The tools.datasets.transform module provides a set of tools to transform the dataset. The general usage is as follows:

python -m tools.datasets.transform TRANSFORM_TYPE META.csv ORIGINAL_DATA_FOLDER DATA_FOLDER_TO_SAVE_RESULTS --additional-args

Resize

Sometimes you may need to resize the images or videos to a specific resolution.
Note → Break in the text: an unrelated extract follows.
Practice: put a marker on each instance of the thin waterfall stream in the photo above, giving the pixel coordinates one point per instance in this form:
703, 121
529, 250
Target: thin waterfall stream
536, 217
You can use the following commands to resize the dataset:

python -m tools.datasets.transform meta.csv /path/to/raw/data /path/to/new/data --length 2160

Frame extraction

To extract frames from videos, you can use the following commands:

python -m tools.datasets.transform vid_frame_extract meta.csv /path/to/raw/data /path/to/new/data --points 0.1 0.5 0.9

Crop Midjourney 4 grid

Randomly select one of the 4 images in the 4 grid generated by Midjourney.

python -m tools.datasets.transform img_rand_crop meta.csv /path/to/raw/data /path/to/new/data

Analyze datasets

Since the dataset is provided in a CSV file, you can easily analyze the dataset using pandas (after applying --info). Here are some examples:

import pandas as pd
import matplotlib.pyplot as plt

data = pd.read_csv('meta.csv')
data.hist(column="resolution")
plt.savefig('outputs/samples/info.jpg')

Frame extraction speed

We use three libraries to extract frames from videos: opencv, pyav and decord. Our benchmark results of loading 256 video's middle frames are as follows:

Library Time (s)
opencv 33
decord 28
pyav 10

Although pyav is the fastest, it can only extract the key frames instead of frames at any time. Therefore, we use decord as the default library for frame extraction. For dataset management, without a bottleneck on loading speed, we choose opencv as the default library for video information extraction.